Some authors have shown that calcium silicate cement derived from Portland cement can help in the management of DH. It helps to occlude the dentinal tubules by remineralization.
Laser is an acronym for light amplification by stimulated emission of radiations. It has been shown in various studies that lasers can be used in the effective management of DH.[60–63] The mechanism of action of lasers in treating DH is not very clear. Some authors have shown that Nd–YAG laser application occluded the dentinal tubules.[61,62] GaAlA laser is thought to act by affecting the neural transmission in the dentinal tubules. It has also been proposed that lasers coagulate the proteins inside the dentinal tubules and block the movement of fluid.

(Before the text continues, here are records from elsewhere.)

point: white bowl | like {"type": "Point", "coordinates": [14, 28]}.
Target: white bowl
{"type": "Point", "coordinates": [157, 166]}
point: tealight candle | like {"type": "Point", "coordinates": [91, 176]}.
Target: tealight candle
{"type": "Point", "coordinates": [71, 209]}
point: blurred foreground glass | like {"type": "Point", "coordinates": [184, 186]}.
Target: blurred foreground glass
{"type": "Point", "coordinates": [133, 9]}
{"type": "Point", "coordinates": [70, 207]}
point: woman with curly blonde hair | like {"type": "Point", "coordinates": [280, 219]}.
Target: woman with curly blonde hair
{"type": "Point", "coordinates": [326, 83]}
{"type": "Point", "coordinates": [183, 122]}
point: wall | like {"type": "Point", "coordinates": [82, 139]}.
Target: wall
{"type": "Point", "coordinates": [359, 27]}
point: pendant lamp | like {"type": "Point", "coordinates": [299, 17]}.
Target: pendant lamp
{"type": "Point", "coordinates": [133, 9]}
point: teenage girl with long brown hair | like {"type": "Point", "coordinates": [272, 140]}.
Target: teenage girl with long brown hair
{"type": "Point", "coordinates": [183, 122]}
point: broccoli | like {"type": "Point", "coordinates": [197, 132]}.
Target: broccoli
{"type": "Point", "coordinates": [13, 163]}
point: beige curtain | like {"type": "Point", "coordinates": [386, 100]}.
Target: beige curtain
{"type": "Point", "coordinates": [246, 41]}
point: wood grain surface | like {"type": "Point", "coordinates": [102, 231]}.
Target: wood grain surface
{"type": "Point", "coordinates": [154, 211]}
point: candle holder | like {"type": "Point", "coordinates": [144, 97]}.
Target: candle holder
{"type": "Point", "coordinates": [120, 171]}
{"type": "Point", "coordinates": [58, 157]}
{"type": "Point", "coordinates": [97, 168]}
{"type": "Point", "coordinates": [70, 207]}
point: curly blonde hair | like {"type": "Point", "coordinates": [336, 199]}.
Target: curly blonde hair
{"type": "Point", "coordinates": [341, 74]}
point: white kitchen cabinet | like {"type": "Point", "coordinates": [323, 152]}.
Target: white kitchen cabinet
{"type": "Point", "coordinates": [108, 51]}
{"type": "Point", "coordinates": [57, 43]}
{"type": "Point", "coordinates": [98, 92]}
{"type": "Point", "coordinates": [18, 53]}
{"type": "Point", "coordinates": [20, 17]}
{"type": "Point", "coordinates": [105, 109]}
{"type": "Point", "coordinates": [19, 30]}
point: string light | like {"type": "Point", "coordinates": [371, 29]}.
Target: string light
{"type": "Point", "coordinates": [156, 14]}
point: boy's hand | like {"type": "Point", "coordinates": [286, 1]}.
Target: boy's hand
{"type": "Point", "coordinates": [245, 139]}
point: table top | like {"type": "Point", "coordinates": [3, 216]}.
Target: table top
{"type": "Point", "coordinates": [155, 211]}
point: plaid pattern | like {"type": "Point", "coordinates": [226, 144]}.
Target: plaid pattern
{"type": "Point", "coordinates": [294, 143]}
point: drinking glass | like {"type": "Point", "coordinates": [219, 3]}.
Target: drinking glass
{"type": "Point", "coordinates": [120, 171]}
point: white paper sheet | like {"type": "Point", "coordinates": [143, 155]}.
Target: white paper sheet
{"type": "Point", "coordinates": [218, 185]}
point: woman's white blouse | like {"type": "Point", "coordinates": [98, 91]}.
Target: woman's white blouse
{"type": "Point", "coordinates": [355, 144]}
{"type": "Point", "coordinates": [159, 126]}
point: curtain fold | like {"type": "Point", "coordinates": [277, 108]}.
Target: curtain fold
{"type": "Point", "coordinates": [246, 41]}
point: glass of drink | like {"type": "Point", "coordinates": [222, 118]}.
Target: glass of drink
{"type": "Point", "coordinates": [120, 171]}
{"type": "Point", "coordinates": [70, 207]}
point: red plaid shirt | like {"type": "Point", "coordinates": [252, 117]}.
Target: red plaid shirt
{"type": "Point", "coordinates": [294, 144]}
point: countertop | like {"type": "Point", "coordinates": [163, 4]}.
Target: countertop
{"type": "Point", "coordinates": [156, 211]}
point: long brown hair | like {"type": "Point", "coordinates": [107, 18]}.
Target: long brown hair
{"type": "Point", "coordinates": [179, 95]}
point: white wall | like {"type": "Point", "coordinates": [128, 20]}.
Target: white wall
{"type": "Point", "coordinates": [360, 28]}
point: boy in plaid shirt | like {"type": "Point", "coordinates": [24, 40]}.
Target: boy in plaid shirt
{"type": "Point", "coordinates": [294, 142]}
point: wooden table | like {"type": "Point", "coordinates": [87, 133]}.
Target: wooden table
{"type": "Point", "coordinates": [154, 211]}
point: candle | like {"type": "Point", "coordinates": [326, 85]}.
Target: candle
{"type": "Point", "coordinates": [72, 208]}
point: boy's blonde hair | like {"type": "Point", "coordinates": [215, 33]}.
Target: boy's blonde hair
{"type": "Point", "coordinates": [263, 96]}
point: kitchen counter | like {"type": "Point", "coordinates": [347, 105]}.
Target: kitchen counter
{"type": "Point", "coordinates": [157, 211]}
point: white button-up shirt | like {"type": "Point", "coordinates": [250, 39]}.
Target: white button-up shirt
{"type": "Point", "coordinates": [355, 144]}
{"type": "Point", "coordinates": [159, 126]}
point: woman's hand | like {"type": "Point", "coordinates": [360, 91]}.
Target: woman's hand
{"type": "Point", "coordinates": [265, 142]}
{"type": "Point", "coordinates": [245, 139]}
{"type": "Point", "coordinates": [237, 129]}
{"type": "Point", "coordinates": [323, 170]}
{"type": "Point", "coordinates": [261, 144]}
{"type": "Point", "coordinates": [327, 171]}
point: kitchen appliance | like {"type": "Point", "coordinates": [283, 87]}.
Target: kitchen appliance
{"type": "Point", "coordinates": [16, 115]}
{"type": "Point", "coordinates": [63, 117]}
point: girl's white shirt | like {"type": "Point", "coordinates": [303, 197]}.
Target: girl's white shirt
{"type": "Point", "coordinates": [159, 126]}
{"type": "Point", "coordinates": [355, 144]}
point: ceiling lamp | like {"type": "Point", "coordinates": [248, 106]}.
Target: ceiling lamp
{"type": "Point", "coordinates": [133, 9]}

Recently, milk protein casein has been used to develop a remineralizing agent (GC Tooth Mousse). The casein phosphopeptide (CPP) contains phosphoseryl sequences which get attached and stabilized with amorphous calcium phosphate (ACP). The stabilized CPP–ACP prevents the dissolution of calcium and phosphate ions and maintains a supersaturated solution of bioavailable calcium and phosphates. Various studies have shown that CPP–ACP can effectively remineralize the enamel subsurface lesions.[65,66] By virtue of its remineralizing capacity, it has also been proposed by the manufacturers that it can also help in prevention and treatment of DH.